Manga does have one advantage in this respect, though. Usually when a "genre" of popular culture suddenly explodes in popularity (and I know that manga isn't a genre, but bookstores and publishers treat it like one), the only way for publishers to take full advantage of the opportunity is to rapidly crank out as many examples of the genre as possible. Naturally, most of what is cranked out is lousy. But in the case of manga, there is a huge reservoir of material waiting to be licensed.
But, doomsayers might object, U.S. publishers are already scraping the bottom of the barrel! (I've seen this assertion online, though I don't remember where.) This is simply wrong, and in this case I do have evidence. Far from scraping the bottom of the barrel, U.S. publishers have barely scratched the surface. And I'm not even talking about manga of high artistic merit but marginal profitability, the kind I tend to review; I'm talking about "mainstream" series which are popular in Japan, and which there's every reason to think would sell here. People who say U.S. publishers are scraping the bottom of the barrel must have no idea how much just how much manga there is. If you live in New York or San Francisco, it's educational to visit the Kinokuniya bookstores there and just check out the size of the manga sections: the manga section of even the most well-stocked Borders is minuscule in comparison. And at that, those stores presumably only carry titles currently in print in Japan.
For people used to the current shrunken U.S. comics industry, it's hard to grasp just how much manga Japan puts out every year, and has been putting out for decades. Weekly Shounen Jump and Weekly Shounen Magazine each put out around 400 pages of story a week; between them that's enough to fill 200 paperback volumes a year. (Another way of looking at this figure is that either Weekly Shounen Jump alone or Weekly Shounen Magazine alone publishes approximately as many pages of story per month as all of Marvel's 32-page comics put together.) And that's just two magazines; there are dozens of others. Granted, most manga magazines are monthly or semi-monthly, rather than weekly; but even if a magazine only publishes 400 pages of story per month, that's still enough to fill twenty-four paperbacks a year, and many monthly magazines are bigger than that. And, as I said, this has been going on for decades.
To be sure, not everything published in Japan in the past forty years is a suitable candidate for licensing. No doubt even some series that have appeared in Shounen Jump will never be licensed. But my feeling is that the proportion of manga that's "too Japanese" for the U.S. market is much smaller than a lot of people think. After all, a series dealing with a board game virtually unknown in the U.S. has become a big hit (Hikaru no Go); two series leaning towards shounen-ai, long regarded as a peculiarly Japanese genre, are popular (Fake and Gravitation); and even a cooking manga seems to be doing fairly well (Iron Wok Jan).

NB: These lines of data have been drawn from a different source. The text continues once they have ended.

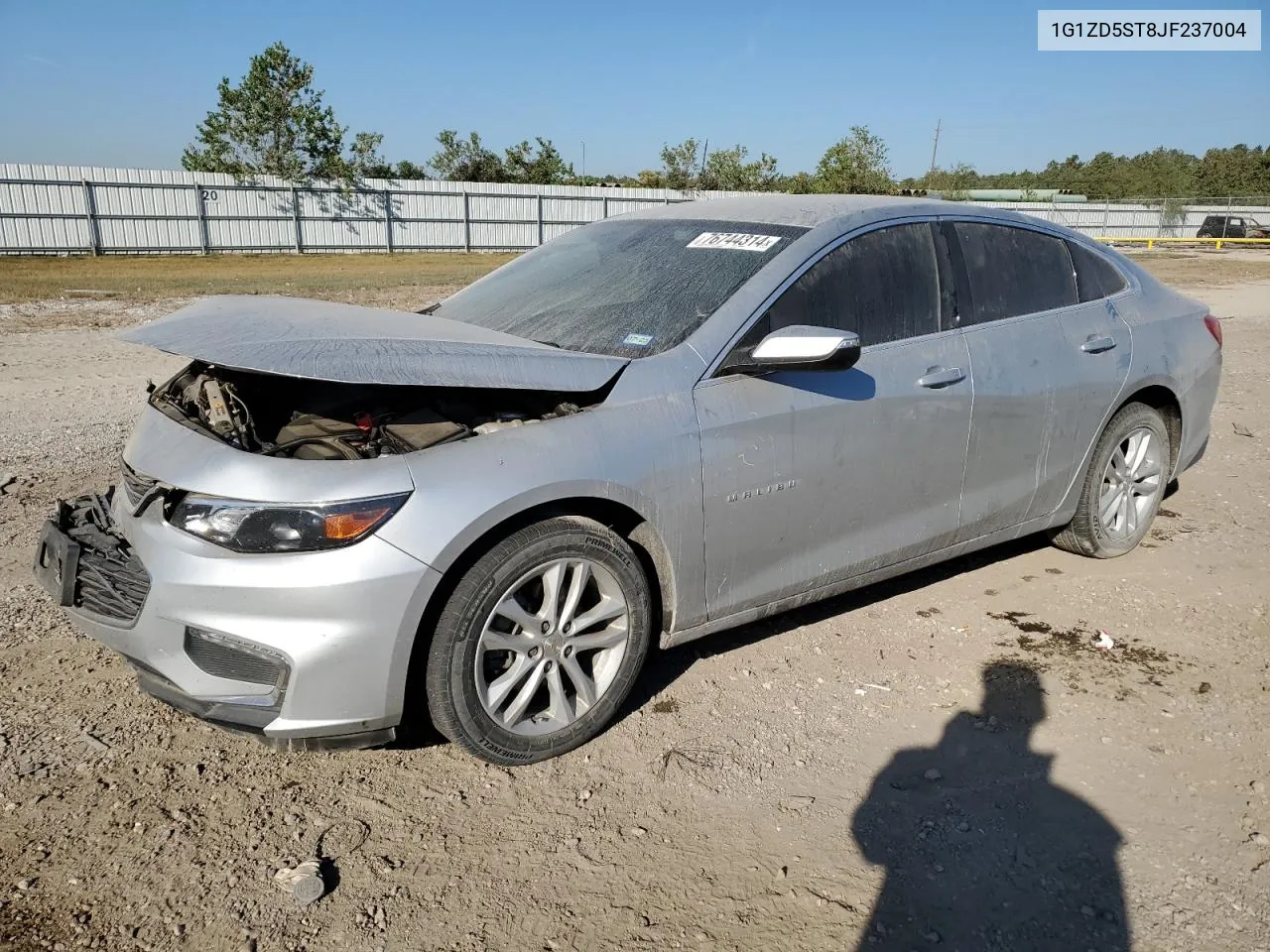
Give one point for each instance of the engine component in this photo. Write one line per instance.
(217, 412)
(313, 436)
(422, 429)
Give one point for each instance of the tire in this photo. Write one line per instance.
(1091, 532)
(481, 661)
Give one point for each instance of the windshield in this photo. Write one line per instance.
(624, 289)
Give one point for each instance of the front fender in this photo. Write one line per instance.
(644, 456)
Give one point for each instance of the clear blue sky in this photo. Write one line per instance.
(126, 82)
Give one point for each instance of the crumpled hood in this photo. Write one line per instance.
(324, 340)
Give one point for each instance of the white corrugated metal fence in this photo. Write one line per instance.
(89, 209)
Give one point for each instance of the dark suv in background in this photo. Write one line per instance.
(1232, 226)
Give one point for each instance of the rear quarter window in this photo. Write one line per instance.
(1012, 272)
(1095, 276)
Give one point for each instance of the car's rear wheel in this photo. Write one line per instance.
(1123, 486)
(540, 643)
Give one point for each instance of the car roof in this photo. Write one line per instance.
(813, 211)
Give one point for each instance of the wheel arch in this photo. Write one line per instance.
(619, 516)
(1156, 393)
(1164, 400)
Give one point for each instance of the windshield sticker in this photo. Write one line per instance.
(734, 240)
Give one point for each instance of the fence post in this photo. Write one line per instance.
(94, 239)
(202, 217)
(295, 220)
(388, 221)
(467, 226)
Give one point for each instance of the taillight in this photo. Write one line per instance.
(1214, 327)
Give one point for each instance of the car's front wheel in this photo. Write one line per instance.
(540, 643)
(1123, 486)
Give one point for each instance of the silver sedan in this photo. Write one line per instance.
(336, 521)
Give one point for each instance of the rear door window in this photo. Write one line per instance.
(1012, 272)
(1095, 276)
(883, 286)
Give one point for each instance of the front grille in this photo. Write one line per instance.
(136, 484)
(222, 658)
(111, 581)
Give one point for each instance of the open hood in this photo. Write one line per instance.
(322, 340)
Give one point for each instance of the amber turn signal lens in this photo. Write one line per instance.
(349, 526)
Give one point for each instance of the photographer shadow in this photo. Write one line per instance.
(982, 851)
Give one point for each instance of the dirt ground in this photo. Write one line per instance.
(734, 802)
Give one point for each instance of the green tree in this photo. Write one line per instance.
(1237, 171)
(273, 122)
(856, 164)
(680, 167)
(952, 182)
(540, 167)
(726, 171)
(466, 159)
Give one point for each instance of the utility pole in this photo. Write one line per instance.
(935, 150)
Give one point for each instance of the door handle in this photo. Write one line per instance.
(940, 377)
(1096, 344)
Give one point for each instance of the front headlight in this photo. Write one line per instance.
(243, 526)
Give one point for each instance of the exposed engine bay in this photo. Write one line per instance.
(310, 419)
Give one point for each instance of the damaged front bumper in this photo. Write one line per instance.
(303, 651)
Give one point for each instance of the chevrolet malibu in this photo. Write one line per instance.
(645, 430)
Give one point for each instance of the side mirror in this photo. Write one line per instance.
(803, 347)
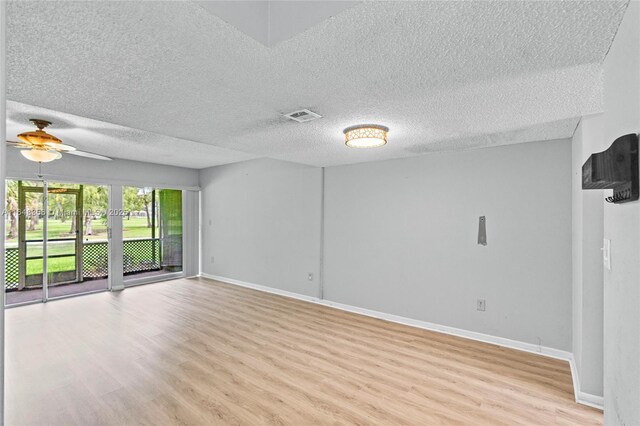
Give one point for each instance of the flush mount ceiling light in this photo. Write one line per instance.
(365, 136)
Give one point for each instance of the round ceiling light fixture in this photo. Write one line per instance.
(366, 136)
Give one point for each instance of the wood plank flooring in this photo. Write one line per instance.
(197, 351)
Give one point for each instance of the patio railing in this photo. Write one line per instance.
(140, 255)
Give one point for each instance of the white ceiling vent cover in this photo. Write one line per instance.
(303, 116)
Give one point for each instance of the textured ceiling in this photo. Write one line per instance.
(271, 22)
(442, 75)
(117, 141)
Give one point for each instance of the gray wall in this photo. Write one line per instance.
(400, 237)
(588, 278)
(261, 223)
(621, 95)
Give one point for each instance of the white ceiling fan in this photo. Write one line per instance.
(42, 147)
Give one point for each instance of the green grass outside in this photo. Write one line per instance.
(136, 227)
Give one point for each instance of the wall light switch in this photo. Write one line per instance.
(606, 254)
(482, 305)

There may be companies whose lines consist of substandard manga (though I what your and my definitions of "substandard" are different from the average manga reader's). But if so, it would be because of bad editorial judgment and/or insufficient capital, rather than because all the good manga have been taken. And I'm not saying that there will never be times when the growth in the supply of manga outpaces the growth in demand. We may be in one of those times now, though I don't know of any solid evidence of this. If so, I'd expect smaller publishers in particular to have a difficult time. But as for an industry-wide crash, while it can't be ruled out, I haven't seen any convincing arguments that it's likely to happen.

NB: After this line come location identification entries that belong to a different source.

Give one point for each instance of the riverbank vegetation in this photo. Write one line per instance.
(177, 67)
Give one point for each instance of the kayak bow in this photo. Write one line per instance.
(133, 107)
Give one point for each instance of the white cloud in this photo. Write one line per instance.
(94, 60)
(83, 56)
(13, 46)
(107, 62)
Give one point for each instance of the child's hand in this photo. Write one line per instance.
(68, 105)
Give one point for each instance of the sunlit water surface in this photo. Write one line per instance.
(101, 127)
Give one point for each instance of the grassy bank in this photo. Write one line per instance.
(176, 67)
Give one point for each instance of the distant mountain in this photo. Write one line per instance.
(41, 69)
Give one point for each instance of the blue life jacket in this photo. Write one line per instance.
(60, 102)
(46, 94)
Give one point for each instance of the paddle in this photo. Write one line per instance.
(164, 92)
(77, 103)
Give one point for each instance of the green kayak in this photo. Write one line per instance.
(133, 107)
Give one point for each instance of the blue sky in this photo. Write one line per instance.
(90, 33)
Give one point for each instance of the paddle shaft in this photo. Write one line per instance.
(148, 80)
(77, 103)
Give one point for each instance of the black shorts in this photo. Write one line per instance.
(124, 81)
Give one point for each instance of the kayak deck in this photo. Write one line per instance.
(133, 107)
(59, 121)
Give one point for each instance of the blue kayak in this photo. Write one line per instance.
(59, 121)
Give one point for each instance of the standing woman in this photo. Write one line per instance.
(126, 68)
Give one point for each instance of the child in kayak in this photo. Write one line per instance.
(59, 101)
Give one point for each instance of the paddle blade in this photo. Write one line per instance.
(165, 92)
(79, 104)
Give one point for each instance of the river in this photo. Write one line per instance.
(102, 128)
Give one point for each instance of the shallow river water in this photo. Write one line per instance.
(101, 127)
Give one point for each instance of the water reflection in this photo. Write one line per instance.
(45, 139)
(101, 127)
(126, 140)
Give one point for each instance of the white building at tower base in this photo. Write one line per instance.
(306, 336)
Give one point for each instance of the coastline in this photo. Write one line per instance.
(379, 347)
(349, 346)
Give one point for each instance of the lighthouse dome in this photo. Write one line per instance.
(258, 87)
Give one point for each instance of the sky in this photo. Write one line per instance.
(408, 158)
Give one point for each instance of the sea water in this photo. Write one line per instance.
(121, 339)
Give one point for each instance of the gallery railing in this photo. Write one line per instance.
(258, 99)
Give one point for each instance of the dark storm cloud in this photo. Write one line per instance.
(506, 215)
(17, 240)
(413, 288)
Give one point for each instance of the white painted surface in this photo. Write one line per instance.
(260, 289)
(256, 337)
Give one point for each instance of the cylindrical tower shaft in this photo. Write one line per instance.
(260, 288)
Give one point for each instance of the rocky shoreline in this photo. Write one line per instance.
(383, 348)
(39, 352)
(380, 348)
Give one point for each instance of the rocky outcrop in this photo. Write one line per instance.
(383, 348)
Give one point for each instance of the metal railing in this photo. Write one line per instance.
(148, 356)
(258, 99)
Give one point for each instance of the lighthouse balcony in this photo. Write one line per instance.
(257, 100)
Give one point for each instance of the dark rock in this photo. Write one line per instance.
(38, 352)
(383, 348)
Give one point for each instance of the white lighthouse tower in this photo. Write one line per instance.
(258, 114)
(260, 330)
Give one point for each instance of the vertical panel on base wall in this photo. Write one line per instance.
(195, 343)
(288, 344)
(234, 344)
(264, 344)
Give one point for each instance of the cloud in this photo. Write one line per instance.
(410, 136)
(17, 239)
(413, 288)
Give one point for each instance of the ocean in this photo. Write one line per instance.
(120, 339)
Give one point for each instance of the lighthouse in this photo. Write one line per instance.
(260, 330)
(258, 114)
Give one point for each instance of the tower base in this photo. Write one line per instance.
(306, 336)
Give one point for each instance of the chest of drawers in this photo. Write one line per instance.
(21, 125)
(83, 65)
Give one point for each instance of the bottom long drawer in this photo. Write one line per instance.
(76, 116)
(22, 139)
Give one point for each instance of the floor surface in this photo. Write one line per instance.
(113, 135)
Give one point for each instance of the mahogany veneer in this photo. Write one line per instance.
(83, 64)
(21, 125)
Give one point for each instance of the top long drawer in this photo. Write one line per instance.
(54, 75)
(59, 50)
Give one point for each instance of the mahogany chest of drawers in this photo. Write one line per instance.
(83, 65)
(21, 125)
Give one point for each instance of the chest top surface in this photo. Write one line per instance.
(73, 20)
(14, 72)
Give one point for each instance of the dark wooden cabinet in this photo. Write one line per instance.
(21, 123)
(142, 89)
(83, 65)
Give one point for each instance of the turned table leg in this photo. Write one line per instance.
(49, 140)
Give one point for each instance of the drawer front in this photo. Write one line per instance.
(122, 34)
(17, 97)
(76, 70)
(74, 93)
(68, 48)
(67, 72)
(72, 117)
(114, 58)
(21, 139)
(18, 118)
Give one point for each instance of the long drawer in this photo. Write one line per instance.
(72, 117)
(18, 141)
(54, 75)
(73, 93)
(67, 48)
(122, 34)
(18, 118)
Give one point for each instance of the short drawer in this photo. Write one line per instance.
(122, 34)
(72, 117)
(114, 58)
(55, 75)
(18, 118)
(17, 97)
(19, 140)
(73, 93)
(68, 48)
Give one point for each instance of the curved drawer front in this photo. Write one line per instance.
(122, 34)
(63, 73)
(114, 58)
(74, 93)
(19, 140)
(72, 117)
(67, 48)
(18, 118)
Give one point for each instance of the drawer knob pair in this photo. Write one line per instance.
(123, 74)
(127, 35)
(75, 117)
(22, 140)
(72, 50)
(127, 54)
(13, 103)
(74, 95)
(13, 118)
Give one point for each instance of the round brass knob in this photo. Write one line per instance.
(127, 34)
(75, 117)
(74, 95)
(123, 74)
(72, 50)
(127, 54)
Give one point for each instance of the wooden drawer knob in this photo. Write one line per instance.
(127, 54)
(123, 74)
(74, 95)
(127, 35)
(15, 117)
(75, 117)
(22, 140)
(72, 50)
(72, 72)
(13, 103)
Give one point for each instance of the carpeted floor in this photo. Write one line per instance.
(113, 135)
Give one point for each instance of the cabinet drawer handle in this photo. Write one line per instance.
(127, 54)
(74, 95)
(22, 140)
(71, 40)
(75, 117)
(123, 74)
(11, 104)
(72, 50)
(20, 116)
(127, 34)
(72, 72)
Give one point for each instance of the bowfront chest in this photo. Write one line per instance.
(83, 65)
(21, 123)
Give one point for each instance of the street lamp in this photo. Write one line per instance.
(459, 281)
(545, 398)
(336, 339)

Once again, we're seeing warnings of an impending manga bust, analogous to the recurring busts in the comics direct sales market (via Christopher Butcher and Fanboy Rampage). Personally, I'd be inclined to bet against it, but my skepticism isn't based on any particular evidence, just my sense that what manga is experiencing now doesn't feel to me like a glut. It certainly has happened in the past that a rapid expansion of a field has led to a flood of poor-quality products, turning off consumers and causing a collapse of the market; one example is paperback "gothics" in the 1960s or 1970s, iirc.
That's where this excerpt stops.